[Python-Dev] Unicode and the Windows file system.

Martin v. Loewis martin@loewis.home.cs.tu-berlin.de
Tue, 20 Mar 2001 00:16:34 +0100


> The way I see it, to fix this we have 2 basic choices when a Unicode object
> is passed as a filename:
>
> * we call the Unicode versions of the CRTL.

That is the choice that I prefer. I understand that it won't work on
Win95, but I think that needs to be worked-around.

By using "Unicode versions" of an API, you are making the code
Windows-specific anyway. So I wonder whether it might be better to use
the plain API instead of the CRTL; I also wonder how difficult it
actually is to do "the right thing all the time".
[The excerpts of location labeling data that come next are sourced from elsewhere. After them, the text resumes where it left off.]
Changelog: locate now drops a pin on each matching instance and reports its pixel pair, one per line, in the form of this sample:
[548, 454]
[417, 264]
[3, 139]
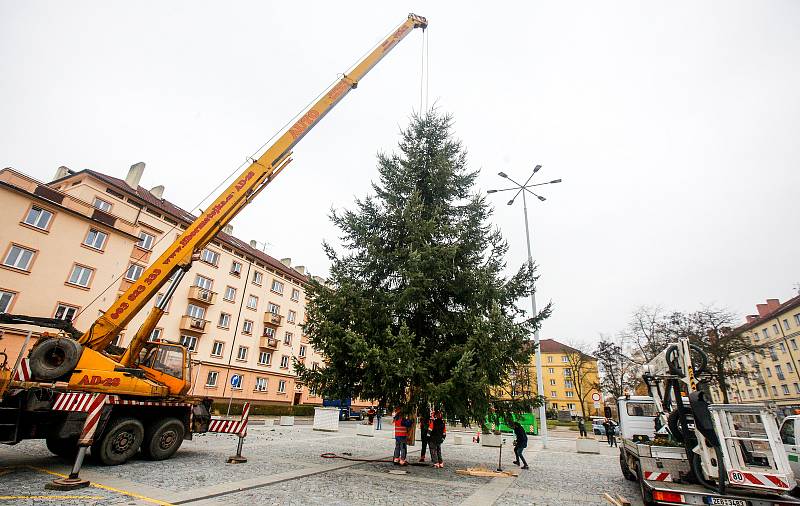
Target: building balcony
[272, 319]
[268, 342]
[202, 295]
[193, 324]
On NT, the file system is defined in terms of Unicode, so passing
Unicode in and out is definitely the right thing (*). On Win9x, the
file system uses some platform specific encoding, which means that
using that encoding is the right thing. On Unix, there is no
established convention, but UTF-8 was invented exactly to deal with
Unicode in Unix file systems, so that might be appropriate choice
(**).

So I'm in favour of supporting Unicode on all file system APIs; that
does include os.listdir(). For 2.1, that may be a bit much given that
a beta release has already been seen; so only accepting Unicode on
input is what we can do now.

Regards,
Martin

(*) Converting to the current MBCS might be lossy, and it might not
support all file names. The "ASCII only" approach of 2.0 was precisely
taken to allow getting it right later; I strongly discourage any
approach that attempts to drop the restriction in a way that does not
allow to get it right later.

(**) Atleast, that is the best bet. Many Unix installations use some
other encoding in their file names; if Unicode becomes more common,
most likely installations will also use UTF-8 on their file systems.
Unless it can be established what the file system encoding is,
returning Unicode from os.listdir is probably not the right thing.